A denúncia que chegou aos membros da comissão dos parlamentares é de que o grupo seria preparado por adultos, a fim de recrutar menores para a participação em gangues de um dos bairros mais movimentados da cidade

Terra

A Comissão de Direitos Humanos da Assembleia Legislativa do Maranhão vai ouvir na próxima quinta-feira moradores de uma comunidade na qual um grupo de meninas é suspeito de praticar agressões em São Luís (MA). As garotas passavam por uma espécie de “rito de iniciação” de tapas no rosto para entrar em um grupo composto por adolescentes. As primeiras jovens foram ouvidas nesta segunda-feira pelos deputados em caráter sigiloso.

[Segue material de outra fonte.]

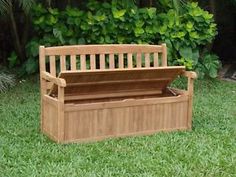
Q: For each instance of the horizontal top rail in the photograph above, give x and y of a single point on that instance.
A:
(102, 49)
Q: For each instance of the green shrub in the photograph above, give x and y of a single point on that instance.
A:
(185, 34)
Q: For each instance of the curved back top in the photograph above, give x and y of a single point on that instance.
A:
(101, 57)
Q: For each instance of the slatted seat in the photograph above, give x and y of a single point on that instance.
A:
(110, 78)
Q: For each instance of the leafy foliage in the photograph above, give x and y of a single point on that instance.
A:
(185, 33)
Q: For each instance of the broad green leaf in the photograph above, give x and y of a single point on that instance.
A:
(118, 13)
(151, 12)
(186, 52)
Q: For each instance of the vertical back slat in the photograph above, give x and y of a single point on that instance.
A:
(52, 64)
(73, 62)
(121, 60)
(102, 61)
(63, 62)
(130, 60)
(42, 60)
(111, 61)
(156, 60)
(164, 55)
(147, 60)
(92, 62)
(139, 60)
(82, 62)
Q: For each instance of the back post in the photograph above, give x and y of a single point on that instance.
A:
(43, 85)
(164, 55)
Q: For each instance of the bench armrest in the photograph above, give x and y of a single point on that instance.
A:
(58, 81)
(190, 74)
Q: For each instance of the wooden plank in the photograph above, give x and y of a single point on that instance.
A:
(130, 60)
(117, 79)
(139, 60)
(114, 95)
(102, 49)
(121, 60)
(52, 64)
(42, 61)
(92, 62)
(102, 61)
(116, 82)
(43, 85)
(60, 126)
(111, 61)
(82, 62)
(63, 62)
(73, 62)
(156, 60)
(125, 103)
(164, 55)
(147, 60)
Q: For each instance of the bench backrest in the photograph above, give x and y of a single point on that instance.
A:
(93, 57)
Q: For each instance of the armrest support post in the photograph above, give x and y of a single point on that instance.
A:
(191, 76)
(58, 81)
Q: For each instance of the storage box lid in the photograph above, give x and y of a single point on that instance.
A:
(117, 82)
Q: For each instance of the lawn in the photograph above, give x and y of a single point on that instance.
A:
(208, 150)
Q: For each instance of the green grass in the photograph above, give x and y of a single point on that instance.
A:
(208, 150)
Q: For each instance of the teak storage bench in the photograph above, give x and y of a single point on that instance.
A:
(92, 92)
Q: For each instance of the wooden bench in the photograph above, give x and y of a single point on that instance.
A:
(92, 92)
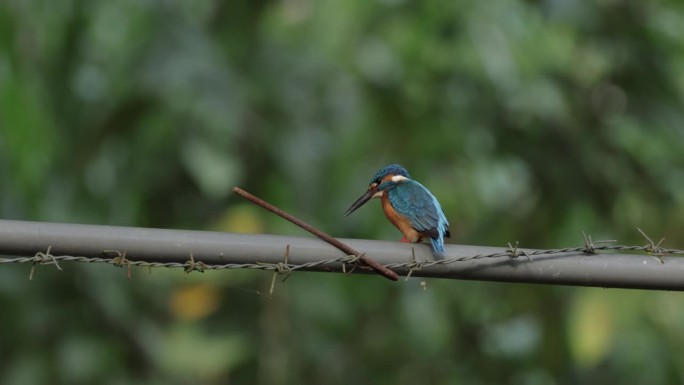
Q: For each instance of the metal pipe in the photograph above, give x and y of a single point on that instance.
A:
(23, 238)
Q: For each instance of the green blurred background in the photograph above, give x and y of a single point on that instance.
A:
(529, 120)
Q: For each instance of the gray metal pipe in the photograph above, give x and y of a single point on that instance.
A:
(23, 238)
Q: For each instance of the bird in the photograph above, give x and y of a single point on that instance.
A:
(408, 205)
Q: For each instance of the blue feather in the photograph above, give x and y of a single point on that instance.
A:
(412, 200)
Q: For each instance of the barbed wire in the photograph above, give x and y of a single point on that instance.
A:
(348, 262)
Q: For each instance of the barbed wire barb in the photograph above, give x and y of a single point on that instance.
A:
(590, 245)
(45, 258)
(514, 253)
(653, 248)
(191, 265)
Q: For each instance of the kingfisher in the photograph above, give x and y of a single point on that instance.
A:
(408, 205)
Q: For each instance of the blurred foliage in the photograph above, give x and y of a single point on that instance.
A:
(529, 120)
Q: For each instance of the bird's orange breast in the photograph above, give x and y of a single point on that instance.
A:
(400, 221)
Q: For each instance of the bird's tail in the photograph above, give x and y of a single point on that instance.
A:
(438, 245)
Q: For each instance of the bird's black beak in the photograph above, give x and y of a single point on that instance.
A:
(362, 199)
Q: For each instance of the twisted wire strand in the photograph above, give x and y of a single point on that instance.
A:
(42, 258)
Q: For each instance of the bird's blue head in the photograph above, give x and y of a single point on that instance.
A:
(383, 179)
(391, 170)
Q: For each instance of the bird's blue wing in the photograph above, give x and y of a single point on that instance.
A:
(412, 200)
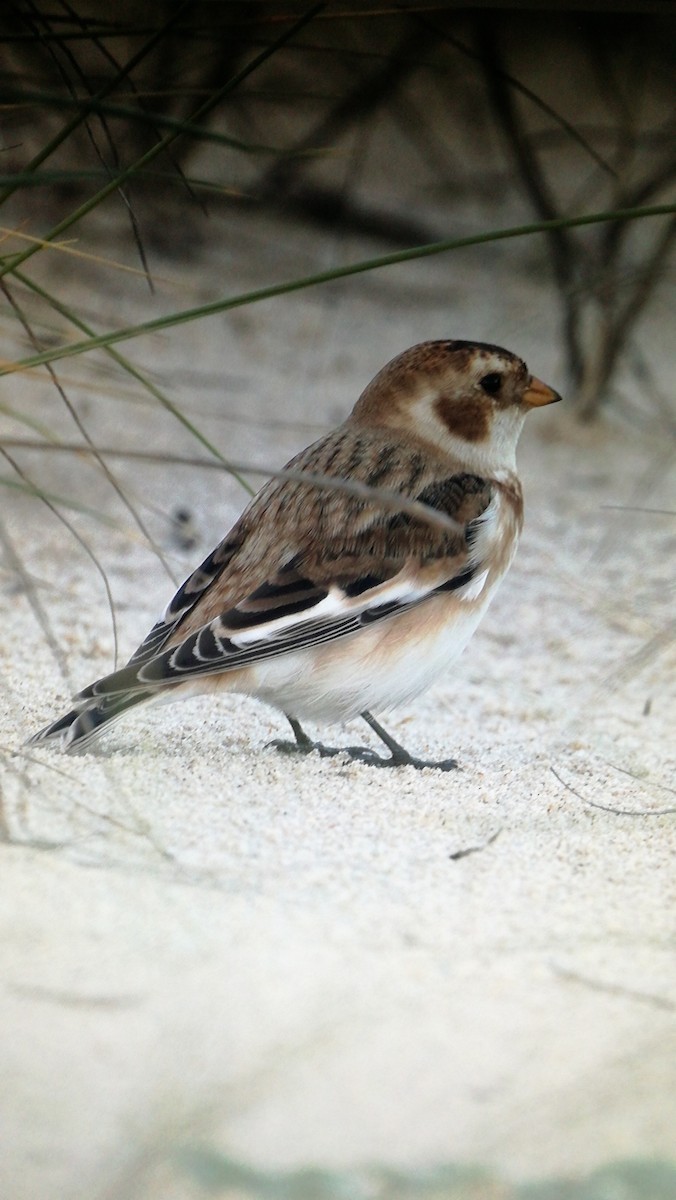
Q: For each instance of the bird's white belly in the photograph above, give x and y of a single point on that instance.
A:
(377, 669)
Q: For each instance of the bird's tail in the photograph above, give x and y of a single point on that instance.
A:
(84, 724)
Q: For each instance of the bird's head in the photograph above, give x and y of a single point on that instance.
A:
(466, 399)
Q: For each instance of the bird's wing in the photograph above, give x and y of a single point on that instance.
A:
(370, 568)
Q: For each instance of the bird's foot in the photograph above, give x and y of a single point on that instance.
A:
(398, 756)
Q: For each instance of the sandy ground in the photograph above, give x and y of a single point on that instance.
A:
(298, 961)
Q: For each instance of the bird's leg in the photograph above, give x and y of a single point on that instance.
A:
(304, 744)
(399, 756)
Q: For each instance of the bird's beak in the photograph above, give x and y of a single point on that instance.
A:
(538, 394)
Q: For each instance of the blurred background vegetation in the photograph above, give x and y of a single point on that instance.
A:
(166, 162)
(407, 126)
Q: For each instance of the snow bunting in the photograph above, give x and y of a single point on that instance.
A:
(328, 604)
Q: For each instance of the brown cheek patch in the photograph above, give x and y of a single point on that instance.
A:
(468, 419)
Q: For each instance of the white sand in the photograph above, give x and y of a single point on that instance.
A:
(204, 941)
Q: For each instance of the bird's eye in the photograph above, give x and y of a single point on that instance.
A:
(491, 383)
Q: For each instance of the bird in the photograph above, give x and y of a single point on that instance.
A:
(356, 577)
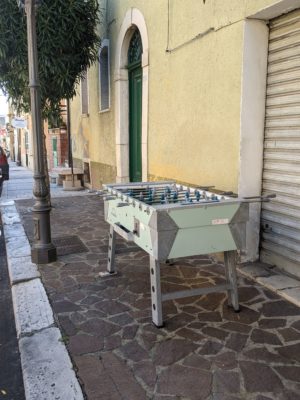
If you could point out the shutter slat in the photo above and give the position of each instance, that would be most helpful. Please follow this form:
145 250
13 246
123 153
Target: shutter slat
280 218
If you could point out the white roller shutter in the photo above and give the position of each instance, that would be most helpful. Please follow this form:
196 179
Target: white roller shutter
280 238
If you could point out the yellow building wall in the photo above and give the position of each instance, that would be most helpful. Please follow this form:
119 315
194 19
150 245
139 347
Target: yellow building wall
195 73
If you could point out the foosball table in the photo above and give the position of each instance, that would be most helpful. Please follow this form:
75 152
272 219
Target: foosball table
169 221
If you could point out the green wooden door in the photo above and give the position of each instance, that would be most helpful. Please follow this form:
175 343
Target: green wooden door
135 123
54 151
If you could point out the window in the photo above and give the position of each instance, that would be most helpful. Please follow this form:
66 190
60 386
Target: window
84 94
104 78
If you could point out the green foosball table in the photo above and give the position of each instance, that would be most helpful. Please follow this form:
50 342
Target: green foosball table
169 221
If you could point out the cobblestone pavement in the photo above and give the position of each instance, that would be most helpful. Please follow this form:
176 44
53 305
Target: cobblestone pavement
204 351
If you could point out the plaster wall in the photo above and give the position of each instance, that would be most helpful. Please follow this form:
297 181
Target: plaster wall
196 66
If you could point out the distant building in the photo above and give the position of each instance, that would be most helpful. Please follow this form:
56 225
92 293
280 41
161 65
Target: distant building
2 121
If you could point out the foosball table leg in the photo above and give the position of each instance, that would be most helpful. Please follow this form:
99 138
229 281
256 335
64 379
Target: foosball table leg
230 271
156 299
110 270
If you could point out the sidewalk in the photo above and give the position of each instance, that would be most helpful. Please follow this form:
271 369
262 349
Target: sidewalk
204 352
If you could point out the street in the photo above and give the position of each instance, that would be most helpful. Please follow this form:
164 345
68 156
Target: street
11 381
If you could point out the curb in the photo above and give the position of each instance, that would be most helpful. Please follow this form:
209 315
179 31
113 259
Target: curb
46 366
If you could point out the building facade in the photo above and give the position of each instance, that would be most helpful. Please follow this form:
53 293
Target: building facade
204 92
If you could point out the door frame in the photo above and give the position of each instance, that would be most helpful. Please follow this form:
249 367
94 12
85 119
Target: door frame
132 20
132 71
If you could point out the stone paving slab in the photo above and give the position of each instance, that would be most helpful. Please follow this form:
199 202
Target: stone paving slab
31 307
279 282
22 269
17 247
14 230
47 368
204 351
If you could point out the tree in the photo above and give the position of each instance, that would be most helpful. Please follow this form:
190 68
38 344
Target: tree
68 44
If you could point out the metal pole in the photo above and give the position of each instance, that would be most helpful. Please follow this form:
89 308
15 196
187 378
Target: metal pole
42 251
70 156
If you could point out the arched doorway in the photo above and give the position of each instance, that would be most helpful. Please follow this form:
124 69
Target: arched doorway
135 80
133 34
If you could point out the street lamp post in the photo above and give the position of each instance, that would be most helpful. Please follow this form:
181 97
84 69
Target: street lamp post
42 251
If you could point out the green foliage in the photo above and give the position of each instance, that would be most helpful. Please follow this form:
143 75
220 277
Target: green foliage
67 42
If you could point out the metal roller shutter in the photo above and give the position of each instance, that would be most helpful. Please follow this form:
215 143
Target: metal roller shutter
280 236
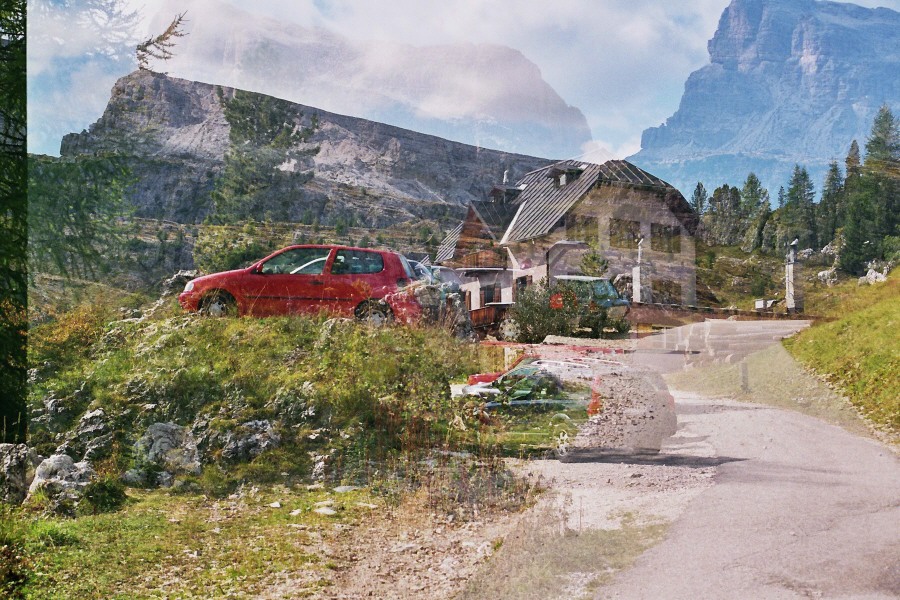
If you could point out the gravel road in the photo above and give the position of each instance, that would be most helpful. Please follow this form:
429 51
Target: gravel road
757 501
797 509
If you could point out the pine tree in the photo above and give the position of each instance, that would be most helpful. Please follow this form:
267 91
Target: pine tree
882 169
722 220
859 245
699 199
13 224
799 208
755 212
831 205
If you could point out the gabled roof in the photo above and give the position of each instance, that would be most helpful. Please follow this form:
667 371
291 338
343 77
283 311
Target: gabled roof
544 202
496 216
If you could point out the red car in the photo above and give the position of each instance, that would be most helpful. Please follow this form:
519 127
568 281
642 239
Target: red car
351 282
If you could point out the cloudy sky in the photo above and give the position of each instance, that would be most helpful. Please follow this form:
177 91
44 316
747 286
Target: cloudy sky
623 63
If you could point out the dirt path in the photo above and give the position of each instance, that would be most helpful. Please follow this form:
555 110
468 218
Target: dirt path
797 509
746 500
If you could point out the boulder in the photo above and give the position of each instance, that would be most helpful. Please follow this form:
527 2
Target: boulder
62 481
16 471
872 277
91 439
828 276
250 440
164 451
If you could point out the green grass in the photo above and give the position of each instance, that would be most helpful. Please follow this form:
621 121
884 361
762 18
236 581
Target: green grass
859 351
163 544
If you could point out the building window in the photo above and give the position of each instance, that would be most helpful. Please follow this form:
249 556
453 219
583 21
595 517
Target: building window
665 238
624 233
521 285
666 291
582 228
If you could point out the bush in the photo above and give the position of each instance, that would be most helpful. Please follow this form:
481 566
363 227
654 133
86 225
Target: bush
107 494
540 311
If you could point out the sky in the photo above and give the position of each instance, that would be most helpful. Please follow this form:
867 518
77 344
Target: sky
623 63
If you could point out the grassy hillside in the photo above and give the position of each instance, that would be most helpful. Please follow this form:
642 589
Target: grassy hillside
859 350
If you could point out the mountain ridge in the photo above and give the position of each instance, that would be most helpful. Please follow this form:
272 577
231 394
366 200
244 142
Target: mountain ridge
789 82
482 94
174 135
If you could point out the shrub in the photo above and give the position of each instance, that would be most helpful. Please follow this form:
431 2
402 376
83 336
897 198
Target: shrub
106 494
540 311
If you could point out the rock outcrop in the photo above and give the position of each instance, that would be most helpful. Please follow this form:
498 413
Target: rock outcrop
163 452
62 481
789 82
16 471
174 134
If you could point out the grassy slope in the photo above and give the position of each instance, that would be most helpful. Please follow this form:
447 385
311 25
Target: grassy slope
858 351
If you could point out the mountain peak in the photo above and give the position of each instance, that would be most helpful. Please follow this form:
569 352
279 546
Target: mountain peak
789 82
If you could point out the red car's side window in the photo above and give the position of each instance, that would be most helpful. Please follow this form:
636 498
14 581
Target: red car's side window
357 262
299 261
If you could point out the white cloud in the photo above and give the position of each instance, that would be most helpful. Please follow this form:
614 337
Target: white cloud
622 62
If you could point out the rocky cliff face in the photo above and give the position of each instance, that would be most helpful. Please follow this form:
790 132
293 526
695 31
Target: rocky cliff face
481 94
176 135
789 81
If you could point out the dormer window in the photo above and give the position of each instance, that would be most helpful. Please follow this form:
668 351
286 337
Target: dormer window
563 175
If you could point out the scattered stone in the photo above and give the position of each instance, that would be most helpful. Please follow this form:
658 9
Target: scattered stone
164 451
16 468
828 276
90 440
61 480
175 284
250 440
872 277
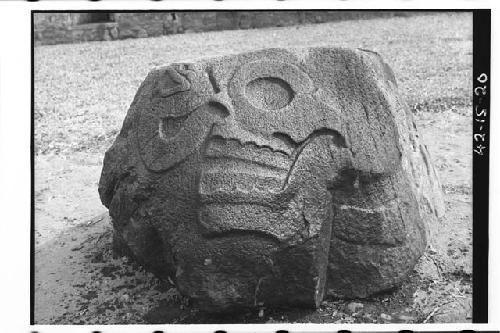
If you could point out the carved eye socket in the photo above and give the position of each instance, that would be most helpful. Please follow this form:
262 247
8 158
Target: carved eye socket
269 93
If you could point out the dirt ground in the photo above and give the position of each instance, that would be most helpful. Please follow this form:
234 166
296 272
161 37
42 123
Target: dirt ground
82 92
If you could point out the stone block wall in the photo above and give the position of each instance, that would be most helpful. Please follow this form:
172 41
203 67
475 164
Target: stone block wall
58 28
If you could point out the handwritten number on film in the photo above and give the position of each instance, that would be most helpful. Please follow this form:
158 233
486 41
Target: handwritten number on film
480 115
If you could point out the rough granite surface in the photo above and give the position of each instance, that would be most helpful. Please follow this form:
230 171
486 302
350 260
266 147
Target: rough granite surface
271 178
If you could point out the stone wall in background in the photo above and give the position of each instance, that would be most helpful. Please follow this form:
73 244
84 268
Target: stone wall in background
60 28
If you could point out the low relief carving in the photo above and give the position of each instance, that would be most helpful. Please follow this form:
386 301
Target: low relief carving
273 177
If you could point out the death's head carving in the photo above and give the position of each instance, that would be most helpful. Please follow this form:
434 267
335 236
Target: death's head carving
271 177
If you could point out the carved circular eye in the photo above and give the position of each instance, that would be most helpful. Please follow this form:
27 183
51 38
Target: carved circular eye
269 93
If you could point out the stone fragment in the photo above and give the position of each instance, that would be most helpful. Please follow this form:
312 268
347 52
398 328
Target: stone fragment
354 307
272 177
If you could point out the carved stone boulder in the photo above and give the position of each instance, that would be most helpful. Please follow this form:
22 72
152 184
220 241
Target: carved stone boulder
271 178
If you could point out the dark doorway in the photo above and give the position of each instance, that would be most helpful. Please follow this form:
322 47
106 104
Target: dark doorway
96 18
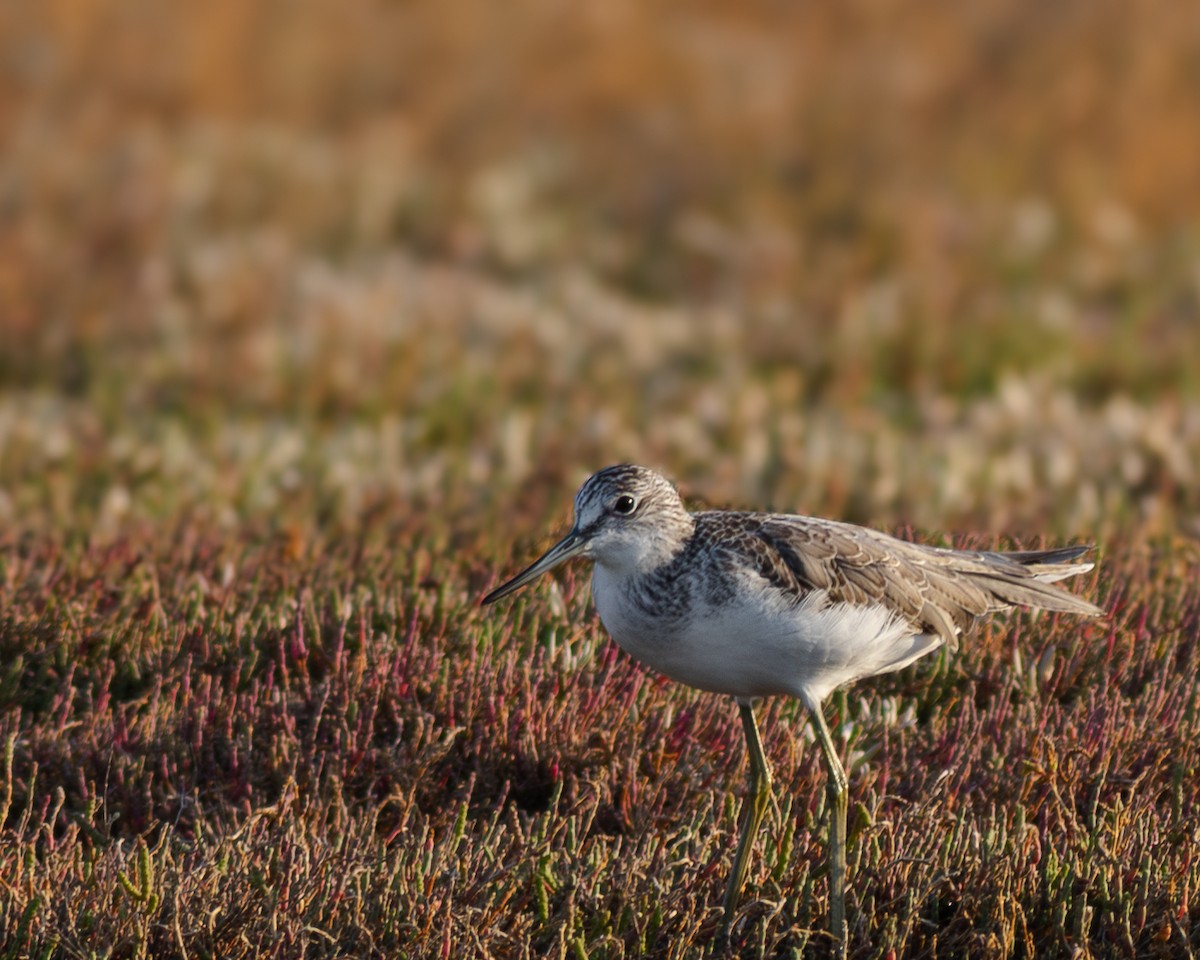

A agressão mútua acontecia entre garotas de 13 a 16 anos, submetidas a sessões de tapas em uma praça nas proximidades da escola pública em que estudam. As mais antigas atacavam as iniciantes com golpes fortes para provar que estariam aptas a fazer parte da turma.

A denúncia que chegou aos membros da comissão dos parlamentares é de que o grupo seria preparado por adultos, a fim de recrutar menores para a participação em gangues de um dos bairros mais movimentados da cidade.

“Soubemos que há participação de adultos e que eles estariam por trás de toda a organização de gangues, ou bandos. A ideia deles era levar os menores à prática de delitos”, informou a deputada Eliziane Gama (PPS-MA), membro da comissão. Para o promotor da vara da Infância e do Adolescente, Márcio Thadeu Marques, há fortes indícios da participação de adultos no caso.

A Comissão de Direitos Humanos ouvirá na próxima quinta as famílias das menores, alunos da escola em que elas estudavam e moradores e comerciantes do entorno da praça em que as agressões aconteciam para obter mais informações. Depois de ouvidos, o assunto será encaminhado para a Secretaria de Assistência Social do estado. “Não temos prerrogativa para tomar providências além dessas”, avaliou a deputada.

O presidente da comissão, Bira do Pindaré (PT), adianta que as audiências na Assembleia Legislativa serão apenas de instrução, sem caráter punitivo. “Vamos conversar com as pessoas envolvidas no caso para entender o que levou as adolescentes a tais práticas e tentar evitar que situações como essa voltem a acontecer”. Ele diz ainda que os depoimentos servirão de base para as investigações já iniciadas em outros órgãos.

O caso já chegou ao conhecimento do Ministério Público e da Polícia Militar, que desde a semana passada deram início às verificações sobre o envolvimento de adultos na agressão das menores.